今朝の朝日新聞に、韓国済州島への中国の投資移民に関する以下の記事が掲載されていました。

(波聞風問)中韓急接近 済州島が映す異なる視座(朝日新聞2015.1.18)
http://digital.asahi.com/articles/DA3S11557071.html

「韓国の「ハワイ」とも呼ばれる済州島(チェジュド)。世界自然遺産の韓国最高峰、漢拏山(ハルラサン)のふもとに、高級チャイナタウンが姿を現しつつある。

「熱烈歓迎参観」。ハングルではなく、赤い漢字がおどる。中国の不動産大手「緑地集団」が手がけるマンション「漢拏山小鎮」。1戸約200平方メートルが、約9億ウォン(約9800万円)する。

「お客は中国人です」。ショールームの中国人社員は、明言する。微小粒子状物質PM2・5の数値を北京や上海と比べた広告で、環境の良さも強調している。2013年から400戸を売り出し、8戸を残すのみという。

島に住む翻訳家の男性(40)はこぼす。「高台の高級マンションから、中国人に見おろされている気分だ」。娯楽施設など周辺であいつぐ開発計画をめぐって、環境破壊を懸念する声もあがる。

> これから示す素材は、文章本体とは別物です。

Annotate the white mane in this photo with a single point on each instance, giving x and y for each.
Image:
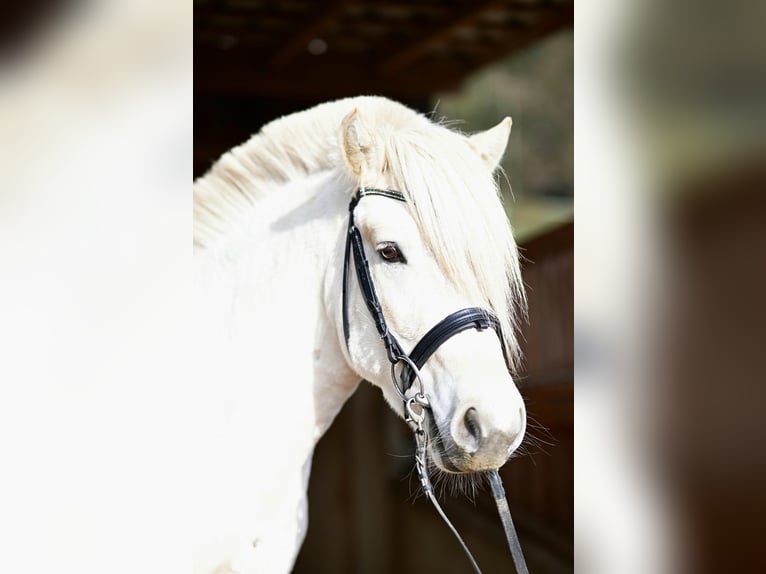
(451, 193)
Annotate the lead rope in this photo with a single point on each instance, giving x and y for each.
(415, 420)
(505, 517)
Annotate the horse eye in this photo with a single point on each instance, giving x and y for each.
(391, 253)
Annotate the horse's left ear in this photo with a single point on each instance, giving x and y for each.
(361, 148)
(490, 144)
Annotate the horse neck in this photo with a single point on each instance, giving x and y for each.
(271, 283)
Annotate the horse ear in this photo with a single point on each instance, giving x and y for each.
(490, 144)
(361, 149)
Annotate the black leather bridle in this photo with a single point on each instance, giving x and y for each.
(457, 322)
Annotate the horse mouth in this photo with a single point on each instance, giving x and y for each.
(443, 450)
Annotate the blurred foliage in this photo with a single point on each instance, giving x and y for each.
(535, 87)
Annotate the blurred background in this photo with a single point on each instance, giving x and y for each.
(469, 62)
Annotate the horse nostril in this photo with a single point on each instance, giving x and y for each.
(471, 420)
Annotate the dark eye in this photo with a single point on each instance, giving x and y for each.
(390, 252)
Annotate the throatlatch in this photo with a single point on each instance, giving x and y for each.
(415, 404)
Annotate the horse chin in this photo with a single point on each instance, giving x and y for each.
(438, 448)
(451, 459)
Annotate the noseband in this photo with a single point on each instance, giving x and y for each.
(416, 403)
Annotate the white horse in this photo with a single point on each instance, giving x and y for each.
(274, 369)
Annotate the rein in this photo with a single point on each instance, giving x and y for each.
(416, 403)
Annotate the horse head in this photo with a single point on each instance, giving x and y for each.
(446, 246)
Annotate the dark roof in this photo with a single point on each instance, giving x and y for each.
(319, 50)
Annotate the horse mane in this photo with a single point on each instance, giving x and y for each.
(452, 195)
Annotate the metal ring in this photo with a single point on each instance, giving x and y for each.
(411, 365)
(417, 418)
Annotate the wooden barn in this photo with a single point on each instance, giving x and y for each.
(256, 60)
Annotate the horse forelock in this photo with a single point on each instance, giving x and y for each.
(454, 199)
(451, 193)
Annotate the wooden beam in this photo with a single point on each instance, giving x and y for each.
(440, 32)
(298, 40)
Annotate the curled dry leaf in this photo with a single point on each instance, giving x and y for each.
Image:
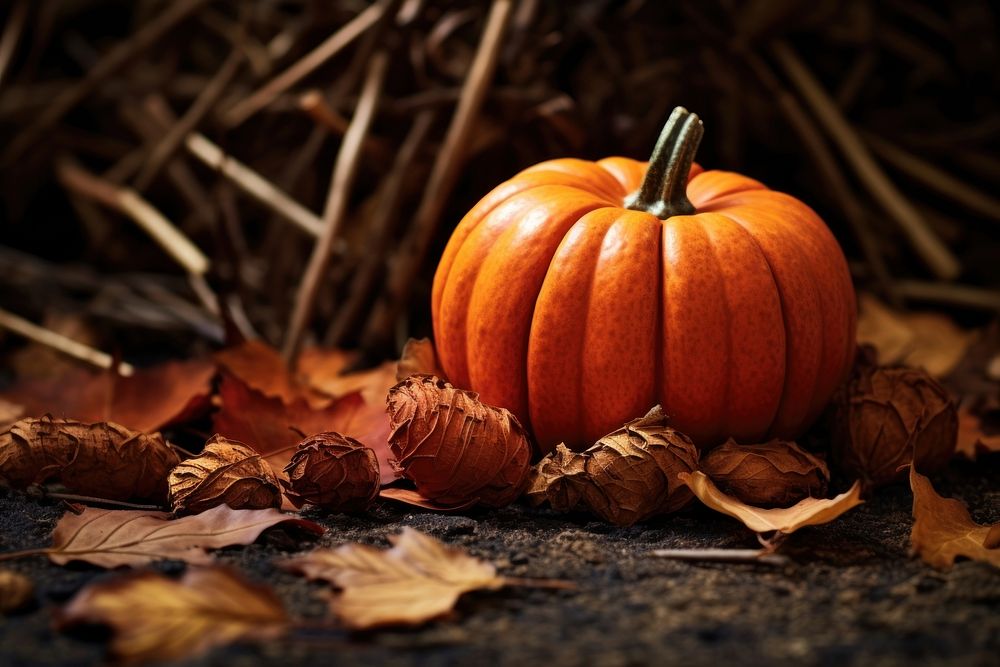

韓国紙中央日報によれば、中国人が所有する済州島の土地面積は、14年6月までの4年半で約300倍に。外国人全体の43%を占め、国別では米日を抜いて首位。5億ウォン以上投資すれば永住権につながる居住権を得られる制度も、中国人をひきつける。ホテルや店舗への投資もさかんだ。

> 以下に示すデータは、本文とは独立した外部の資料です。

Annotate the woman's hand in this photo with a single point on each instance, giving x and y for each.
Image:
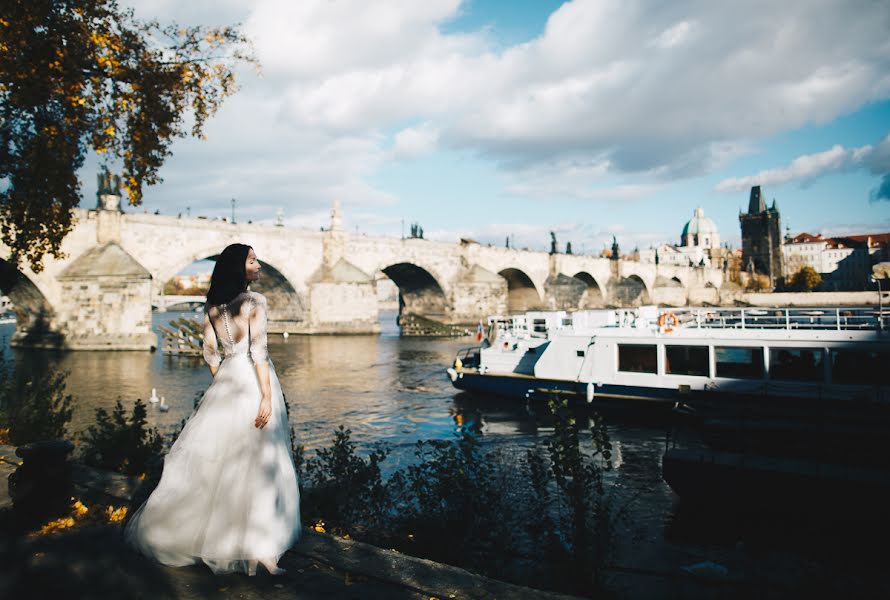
(262, 417)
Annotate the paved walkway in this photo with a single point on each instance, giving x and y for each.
(95, 563)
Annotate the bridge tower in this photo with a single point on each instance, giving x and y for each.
(106, 293)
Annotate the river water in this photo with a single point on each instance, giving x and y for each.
(392, 389)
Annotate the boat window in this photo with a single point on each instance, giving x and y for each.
(738, 362)
(636, 358)
(797, 364)
(861, 367)
(686, 360)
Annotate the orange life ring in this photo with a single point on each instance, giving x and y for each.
(664, 318)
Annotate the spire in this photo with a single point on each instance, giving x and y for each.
(336, 217)
(756, 204)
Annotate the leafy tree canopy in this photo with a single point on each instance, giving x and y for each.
(806, 279)
(77, 75)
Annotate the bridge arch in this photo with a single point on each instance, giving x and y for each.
(285, 302)
(34, 314)
(522, 294)
(630, 291)
(594, 295)
(420, 293)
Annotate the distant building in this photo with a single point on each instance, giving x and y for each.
(762, 238)
(699, 245)
(844, 262)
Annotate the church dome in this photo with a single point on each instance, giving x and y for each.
(700, 231)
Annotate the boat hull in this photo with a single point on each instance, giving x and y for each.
(525, 387)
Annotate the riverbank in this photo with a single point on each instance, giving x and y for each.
(94, 563)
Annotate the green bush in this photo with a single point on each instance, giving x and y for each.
(341, 487)
(116, 443)
(550, 523)
(33, 406)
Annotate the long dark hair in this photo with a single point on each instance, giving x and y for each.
(229, 276)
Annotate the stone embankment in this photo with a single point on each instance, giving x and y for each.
(94, 563)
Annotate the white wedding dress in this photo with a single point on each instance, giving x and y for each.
(228, 494)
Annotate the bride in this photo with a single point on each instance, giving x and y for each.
(228, 495)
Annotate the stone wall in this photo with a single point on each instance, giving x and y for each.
(670, 296)
(815, 299)
(343, 308)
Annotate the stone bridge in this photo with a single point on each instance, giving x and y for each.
(100, 296)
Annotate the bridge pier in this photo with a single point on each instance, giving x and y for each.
(477, 295)
(342, 299)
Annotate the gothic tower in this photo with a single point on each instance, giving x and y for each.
(762, 237)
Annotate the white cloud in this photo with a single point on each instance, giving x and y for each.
(633, 91)
(808, 167)
(413, 142)
(673, 36)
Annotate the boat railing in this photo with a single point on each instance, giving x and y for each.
(840, 319)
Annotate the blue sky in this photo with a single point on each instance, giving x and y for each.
(590, 118)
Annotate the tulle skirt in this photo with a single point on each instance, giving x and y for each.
(228, 492)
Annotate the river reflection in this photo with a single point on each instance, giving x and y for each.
(394, 390)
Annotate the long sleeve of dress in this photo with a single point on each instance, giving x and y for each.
(211, 349)
(258, 329)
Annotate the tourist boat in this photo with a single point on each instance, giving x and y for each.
(694, 357)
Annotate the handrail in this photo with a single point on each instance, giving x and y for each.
(746, 318)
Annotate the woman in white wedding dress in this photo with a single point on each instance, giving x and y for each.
(228, 495)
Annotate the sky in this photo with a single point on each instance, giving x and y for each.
(485, 119)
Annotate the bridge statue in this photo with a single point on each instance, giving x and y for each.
(101, 294)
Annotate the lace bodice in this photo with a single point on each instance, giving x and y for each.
(238, 327)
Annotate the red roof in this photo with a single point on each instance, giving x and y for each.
(806, 238)
(876, 238)
(843, 241)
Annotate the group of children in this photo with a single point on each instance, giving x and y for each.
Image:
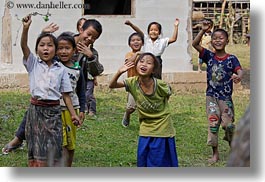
(147, 92)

観光が重要な収入源の島で、外国人客の9割近くが中国人。中国語が飛び交う免税店のそばで、「罰金」を示す看板に目がとまった。

信号無視は2万ウォン、たんをはいたら3万ウォン、あたりかまわず大小便をしたら5万ウォン――。中国語と英語、ハングルで記されている。近くの店員は「中国人観光客を意識したものです。マナーが良くない人もいる。でも大事なお客様ですからね」。

中国経済が急減速したり、関係悪化で中国政府が観光や投資を抑えたりしたら、島はどうなるのか。人口約60万人の済州島は、複雑な思いを抱きながらも中国依存を強める韓国の「最前線」にみえる。

訪韓外国人の4割強が中国人で、14年も前年比4割増の勢い。中国からの直接投資(申告ベース)も2・5倍に膨らんだ。成長を輸出に委ねるなか、中国との貿易額は日米との合計を上回る。金融面でも、外貨預金に占める人民元の割合は11年の1%弱から3割に急増し、いまやドルに次ぐ存在である。

経済に歴史認識……。日本からみると怖いほどの韓国の中国への接近ぶりを、木村幹・神戸大学教授(朝鮮半島研究)は「現政権の志向ではなく、構造的なもの」と指摘する。安全保障面でも、韓国は米中関係を「共存」と認識しており、「対立」を軸に考える日本とは外交の前提となる国際環境が異なる、と。

視座を変えて相手が見ている風景を想像してみる。正否ではない。そこに、対話の糸口があるかもしれない」

昨年5月、上海浦東空港の出国ロビーで、この記事の指摘する「高級チャイナタウン」の宣伝ブースを見かけていたので、なるほどそういうことになっていたのかと思いました。これが「漢拏山小鎮」のイメージ地図です。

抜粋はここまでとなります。